Ideal Cloud Security - Your Security Means "Guardrail" or "Restriction"?

Ideal Cloud Security - Your Security Means "Guardrail" or "Restriction"?

We have to clearly distinguish and utilize them accordingly.

Published Mar 24, 2024

What is your security for?

I have worked in cybersecurity, especially cloud security, and I eventually got an understanding of essential security postures.
In my opinion, the general cloud security configurations can be classified into two components.
One is the "Guardrail" and the other is "Restriction".


Let's consider the specifics, taking AWS security as an example.
Many AWS account users are familiar with the IAM best practice of applying the principle of least privilege.
To grant only the permissions required to perform a task, you can generate policies based on your access activity that is logged in AWS CloudTrail. IAM Access Analyzer analyzes the services and actions that your IAM roles use, and then generates a fine-grained policy that you can use. After you test each generated policy, you can deploy the policy to your production environment. This ensures that you grant only the required permissions to your workloads. For more information about policy generation, see IAM Access Analyzer policy generation.
This means granting restricted permissions when issuing IAM users or IAM roles to mitigate the effects of credential leakage. In various working environments, the principle should be adapted and potentially effective. For instance, it can prevent misconfigurations, such as unintended public settings for S3 buckets.
However, the prerequisite of the minimum permission requires the strictly secure management of admin users and roles. (Note: Using IAM roles is more recommended for administration operations)
The principle's purpose is to mitigate an unfortunate scenario. So, IAM roles with strong permissions are needed for daily operations and are essential identities. As you know, they cannot be deleted. Thus, we can't abandon the management of all IAMs, and specific IAMs with minimum permissions are just like security guardrails.
The guardrail always helps junior-tier engineers, but it's different from improving of the whole security posture.

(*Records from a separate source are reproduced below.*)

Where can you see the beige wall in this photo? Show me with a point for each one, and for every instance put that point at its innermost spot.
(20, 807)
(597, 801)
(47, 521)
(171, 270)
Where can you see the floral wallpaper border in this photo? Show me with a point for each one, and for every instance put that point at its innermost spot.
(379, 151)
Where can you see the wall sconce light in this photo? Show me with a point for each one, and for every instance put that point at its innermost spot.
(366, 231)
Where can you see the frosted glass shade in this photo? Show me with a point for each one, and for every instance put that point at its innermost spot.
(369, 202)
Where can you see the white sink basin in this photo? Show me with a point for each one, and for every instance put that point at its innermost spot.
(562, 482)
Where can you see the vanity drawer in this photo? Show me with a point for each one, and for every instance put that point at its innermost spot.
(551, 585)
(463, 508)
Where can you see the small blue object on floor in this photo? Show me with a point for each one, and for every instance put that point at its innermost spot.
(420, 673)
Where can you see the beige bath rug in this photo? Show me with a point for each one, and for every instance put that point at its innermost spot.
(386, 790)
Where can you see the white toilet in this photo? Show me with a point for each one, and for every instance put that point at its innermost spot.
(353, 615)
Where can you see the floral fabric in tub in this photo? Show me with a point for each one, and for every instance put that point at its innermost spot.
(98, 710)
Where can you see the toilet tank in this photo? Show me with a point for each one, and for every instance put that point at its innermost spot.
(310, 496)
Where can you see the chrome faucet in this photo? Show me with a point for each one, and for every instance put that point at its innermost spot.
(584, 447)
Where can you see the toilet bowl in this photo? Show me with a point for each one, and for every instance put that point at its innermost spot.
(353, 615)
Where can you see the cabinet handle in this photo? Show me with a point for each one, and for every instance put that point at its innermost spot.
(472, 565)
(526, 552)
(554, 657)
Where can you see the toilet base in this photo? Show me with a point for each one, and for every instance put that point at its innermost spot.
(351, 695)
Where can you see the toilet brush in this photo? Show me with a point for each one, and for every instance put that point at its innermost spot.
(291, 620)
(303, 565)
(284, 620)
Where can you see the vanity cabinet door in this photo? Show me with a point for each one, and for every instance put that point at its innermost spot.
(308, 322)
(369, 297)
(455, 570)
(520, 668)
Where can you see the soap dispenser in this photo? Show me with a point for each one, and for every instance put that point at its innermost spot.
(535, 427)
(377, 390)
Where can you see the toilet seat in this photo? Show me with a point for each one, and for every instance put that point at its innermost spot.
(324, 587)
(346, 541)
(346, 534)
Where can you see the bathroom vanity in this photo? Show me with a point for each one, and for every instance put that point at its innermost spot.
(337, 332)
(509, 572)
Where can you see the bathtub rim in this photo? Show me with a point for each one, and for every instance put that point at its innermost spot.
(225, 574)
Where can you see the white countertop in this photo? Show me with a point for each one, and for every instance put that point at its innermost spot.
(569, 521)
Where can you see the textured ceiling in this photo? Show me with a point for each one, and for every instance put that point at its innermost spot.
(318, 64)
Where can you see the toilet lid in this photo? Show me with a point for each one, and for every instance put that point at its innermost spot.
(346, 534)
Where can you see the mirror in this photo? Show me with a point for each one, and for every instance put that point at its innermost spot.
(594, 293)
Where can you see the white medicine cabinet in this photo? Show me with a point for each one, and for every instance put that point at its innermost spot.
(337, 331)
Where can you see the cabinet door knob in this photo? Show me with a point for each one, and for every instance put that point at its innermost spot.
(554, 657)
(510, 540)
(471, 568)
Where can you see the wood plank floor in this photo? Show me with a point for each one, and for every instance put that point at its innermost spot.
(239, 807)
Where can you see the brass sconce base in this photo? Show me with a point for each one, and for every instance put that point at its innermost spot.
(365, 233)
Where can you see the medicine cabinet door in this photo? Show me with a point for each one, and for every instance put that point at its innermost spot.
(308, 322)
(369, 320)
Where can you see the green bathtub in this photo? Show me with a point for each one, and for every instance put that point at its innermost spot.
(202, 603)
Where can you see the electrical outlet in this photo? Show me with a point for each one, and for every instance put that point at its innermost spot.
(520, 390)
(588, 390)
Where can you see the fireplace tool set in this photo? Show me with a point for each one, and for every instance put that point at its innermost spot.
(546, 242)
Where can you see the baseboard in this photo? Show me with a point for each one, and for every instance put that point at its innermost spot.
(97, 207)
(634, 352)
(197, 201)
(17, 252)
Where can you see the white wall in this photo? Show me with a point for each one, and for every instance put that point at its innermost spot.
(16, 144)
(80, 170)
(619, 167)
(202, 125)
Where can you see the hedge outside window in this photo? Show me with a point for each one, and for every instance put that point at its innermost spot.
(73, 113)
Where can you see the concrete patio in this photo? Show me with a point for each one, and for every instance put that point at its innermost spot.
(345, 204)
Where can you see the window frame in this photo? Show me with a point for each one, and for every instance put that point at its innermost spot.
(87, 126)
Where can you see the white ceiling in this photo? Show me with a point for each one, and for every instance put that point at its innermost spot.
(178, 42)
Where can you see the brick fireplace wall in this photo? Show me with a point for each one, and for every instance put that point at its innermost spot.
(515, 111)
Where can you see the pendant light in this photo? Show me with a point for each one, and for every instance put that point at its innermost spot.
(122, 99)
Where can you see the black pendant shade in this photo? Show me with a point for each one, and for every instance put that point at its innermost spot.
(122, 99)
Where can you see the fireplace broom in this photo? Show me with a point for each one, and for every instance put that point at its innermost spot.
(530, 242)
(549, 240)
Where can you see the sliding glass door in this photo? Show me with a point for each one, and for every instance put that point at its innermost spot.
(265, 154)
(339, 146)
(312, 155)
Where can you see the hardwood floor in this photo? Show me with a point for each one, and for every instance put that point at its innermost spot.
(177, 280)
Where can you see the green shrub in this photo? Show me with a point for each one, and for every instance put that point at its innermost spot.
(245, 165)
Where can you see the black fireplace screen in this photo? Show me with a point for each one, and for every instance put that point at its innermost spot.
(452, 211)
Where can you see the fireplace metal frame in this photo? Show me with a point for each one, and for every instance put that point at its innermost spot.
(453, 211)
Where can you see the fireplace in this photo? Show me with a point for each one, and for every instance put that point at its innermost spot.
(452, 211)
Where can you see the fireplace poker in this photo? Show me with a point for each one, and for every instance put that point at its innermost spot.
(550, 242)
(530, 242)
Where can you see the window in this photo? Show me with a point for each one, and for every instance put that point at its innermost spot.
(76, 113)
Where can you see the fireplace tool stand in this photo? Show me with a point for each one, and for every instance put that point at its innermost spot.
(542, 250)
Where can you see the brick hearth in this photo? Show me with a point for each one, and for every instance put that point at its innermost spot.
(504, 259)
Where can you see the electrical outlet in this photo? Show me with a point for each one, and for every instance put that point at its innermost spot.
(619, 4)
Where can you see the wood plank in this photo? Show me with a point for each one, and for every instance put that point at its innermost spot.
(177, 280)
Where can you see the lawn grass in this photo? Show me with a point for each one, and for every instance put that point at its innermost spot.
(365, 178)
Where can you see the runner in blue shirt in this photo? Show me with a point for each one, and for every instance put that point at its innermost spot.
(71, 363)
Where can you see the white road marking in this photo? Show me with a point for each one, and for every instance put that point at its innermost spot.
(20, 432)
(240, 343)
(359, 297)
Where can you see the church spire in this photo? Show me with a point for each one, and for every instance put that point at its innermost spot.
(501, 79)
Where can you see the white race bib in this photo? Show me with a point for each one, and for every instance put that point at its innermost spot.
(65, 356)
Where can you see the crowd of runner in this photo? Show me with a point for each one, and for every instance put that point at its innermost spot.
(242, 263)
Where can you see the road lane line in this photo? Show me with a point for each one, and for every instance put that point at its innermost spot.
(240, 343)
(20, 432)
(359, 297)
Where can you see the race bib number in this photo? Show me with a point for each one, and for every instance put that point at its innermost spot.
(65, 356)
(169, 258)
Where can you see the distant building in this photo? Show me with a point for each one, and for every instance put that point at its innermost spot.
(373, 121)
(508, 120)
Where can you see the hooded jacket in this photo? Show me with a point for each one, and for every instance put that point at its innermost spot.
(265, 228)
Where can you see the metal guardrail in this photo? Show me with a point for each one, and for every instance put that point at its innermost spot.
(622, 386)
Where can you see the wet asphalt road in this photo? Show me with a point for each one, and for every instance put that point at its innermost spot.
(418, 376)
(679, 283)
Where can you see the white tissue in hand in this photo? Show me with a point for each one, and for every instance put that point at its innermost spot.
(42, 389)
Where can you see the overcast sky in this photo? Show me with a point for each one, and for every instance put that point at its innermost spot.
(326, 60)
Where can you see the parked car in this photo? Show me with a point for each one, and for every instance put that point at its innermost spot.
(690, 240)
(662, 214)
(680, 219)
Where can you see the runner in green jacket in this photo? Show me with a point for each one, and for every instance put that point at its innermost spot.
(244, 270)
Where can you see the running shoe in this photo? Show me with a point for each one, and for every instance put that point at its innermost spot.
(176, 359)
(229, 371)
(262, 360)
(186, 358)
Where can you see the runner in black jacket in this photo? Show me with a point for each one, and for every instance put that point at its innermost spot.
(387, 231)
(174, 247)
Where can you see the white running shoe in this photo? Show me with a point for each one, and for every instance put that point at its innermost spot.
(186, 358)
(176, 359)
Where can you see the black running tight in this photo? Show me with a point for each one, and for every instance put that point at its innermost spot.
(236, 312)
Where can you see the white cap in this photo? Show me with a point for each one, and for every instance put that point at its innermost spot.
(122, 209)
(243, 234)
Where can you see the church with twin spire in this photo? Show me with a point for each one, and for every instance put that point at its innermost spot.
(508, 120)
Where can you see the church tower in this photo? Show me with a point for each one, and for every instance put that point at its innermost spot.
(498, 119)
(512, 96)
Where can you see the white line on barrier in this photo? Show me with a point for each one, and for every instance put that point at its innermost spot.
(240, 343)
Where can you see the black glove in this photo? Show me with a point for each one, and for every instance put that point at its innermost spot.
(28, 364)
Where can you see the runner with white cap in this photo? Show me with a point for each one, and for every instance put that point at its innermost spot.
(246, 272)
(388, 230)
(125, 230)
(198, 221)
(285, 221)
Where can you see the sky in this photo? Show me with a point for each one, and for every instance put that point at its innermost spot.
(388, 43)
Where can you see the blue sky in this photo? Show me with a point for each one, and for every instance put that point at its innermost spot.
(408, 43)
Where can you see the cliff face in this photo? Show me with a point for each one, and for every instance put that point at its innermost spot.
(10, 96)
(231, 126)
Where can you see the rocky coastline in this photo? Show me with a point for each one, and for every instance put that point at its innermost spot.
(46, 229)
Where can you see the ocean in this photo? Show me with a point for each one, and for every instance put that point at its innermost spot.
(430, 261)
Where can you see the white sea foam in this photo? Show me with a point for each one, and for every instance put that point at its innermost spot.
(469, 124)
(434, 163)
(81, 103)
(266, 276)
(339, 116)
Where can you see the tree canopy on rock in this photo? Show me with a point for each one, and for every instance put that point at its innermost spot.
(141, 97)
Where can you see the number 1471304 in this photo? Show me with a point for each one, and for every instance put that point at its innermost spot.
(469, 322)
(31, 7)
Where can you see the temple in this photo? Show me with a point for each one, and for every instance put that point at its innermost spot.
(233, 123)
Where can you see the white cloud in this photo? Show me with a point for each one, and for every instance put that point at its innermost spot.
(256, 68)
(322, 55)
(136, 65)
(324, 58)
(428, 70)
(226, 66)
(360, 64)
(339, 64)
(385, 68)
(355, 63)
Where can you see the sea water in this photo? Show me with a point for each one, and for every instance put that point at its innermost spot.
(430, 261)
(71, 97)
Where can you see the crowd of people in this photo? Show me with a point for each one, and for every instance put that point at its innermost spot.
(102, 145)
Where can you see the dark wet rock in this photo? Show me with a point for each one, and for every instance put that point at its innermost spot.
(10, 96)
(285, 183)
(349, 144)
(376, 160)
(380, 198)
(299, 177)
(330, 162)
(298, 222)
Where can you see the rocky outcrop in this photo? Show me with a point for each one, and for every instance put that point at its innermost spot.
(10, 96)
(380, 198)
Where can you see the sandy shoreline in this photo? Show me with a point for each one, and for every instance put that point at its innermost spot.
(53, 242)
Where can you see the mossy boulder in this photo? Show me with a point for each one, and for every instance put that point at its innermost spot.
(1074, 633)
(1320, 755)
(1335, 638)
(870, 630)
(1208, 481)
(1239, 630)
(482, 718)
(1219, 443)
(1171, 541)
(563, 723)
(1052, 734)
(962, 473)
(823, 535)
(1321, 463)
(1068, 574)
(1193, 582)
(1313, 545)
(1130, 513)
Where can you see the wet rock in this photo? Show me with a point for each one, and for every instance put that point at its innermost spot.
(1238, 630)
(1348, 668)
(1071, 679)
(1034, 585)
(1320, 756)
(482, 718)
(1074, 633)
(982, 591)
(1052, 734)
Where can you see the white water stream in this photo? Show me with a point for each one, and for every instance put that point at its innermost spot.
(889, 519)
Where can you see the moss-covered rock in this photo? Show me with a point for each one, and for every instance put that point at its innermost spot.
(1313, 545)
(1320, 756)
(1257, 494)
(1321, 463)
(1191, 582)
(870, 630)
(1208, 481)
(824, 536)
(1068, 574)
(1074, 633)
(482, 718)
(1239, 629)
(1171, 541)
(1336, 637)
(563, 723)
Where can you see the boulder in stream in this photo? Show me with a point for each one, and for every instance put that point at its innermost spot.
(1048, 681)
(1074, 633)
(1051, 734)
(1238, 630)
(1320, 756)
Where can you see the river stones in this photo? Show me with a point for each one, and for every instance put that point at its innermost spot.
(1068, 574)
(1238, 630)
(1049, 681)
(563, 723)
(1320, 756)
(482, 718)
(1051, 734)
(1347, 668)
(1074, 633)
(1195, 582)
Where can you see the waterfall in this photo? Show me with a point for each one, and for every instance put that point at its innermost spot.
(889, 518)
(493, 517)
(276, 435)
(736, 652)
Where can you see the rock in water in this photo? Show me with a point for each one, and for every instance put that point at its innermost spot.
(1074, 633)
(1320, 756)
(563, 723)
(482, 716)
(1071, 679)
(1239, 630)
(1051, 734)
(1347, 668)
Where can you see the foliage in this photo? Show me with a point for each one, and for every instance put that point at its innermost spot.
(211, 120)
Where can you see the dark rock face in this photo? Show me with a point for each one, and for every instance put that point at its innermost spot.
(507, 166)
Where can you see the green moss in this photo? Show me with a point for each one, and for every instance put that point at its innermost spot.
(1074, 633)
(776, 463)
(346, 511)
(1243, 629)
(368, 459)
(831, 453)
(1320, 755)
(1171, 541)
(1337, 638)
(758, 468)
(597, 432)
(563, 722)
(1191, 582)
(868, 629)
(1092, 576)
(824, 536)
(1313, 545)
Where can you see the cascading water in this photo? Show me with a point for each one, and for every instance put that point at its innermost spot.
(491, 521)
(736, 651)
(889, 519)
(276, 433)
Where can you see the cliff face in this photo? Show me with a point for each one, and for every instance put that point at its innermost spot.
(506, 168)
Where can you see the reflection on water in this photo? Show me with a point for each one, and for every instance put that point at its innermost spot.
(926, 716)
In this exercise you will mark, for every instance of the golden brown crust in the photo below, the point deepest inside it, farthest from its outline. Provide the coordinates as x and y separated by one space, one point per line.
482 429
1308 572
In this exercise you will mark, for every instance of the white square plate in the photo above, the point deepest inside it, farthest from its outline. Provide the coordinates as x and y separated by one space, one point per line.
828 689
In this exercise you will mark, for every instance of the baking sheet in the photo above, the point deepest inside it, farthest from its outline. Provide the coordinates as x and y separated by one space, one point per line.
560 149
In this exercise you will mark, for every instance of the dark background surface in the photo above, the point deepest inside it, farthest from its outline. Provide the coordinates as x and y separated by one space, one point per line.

So, how can we achieve ultimate security?
The key is understanding the policy evaluation logic, in other words, the priority of permissions. I believe the picture below represents the most critical concept of AWS security.
Policy Evaluation in AWS
Policy Evaluation in AWS
Assume that a principal sends a request to AWS to access a resource in the same account as the principal's entity. The AWS enforcement code decides whether the request should be allowed or denied. AWS evaluates all policies that are applicable to the request context. The following is a summary of the AWS evaluation logic for policies within a single account.
In this case, the answer to the restriction of the administrator role is not complex. You just use AWS Organizations' Service Control Policies (SCP) feature.
The reason is that SCP works on an upper layer of IAM.I snipped the explanation of SCP in this post, but its fundamental function is the restriction for all IAM entities of the AWS account.
It's really a ”restriction” for IAM permissions.


When thinking about cloud security, many people may imagine some features of "restriction". However, it may only work as a "guardrail" to prevent operational mistakes. It is essential to clearly distinguish between these and use them appropriately. This is important for not only security engineers but also the managers who direct them.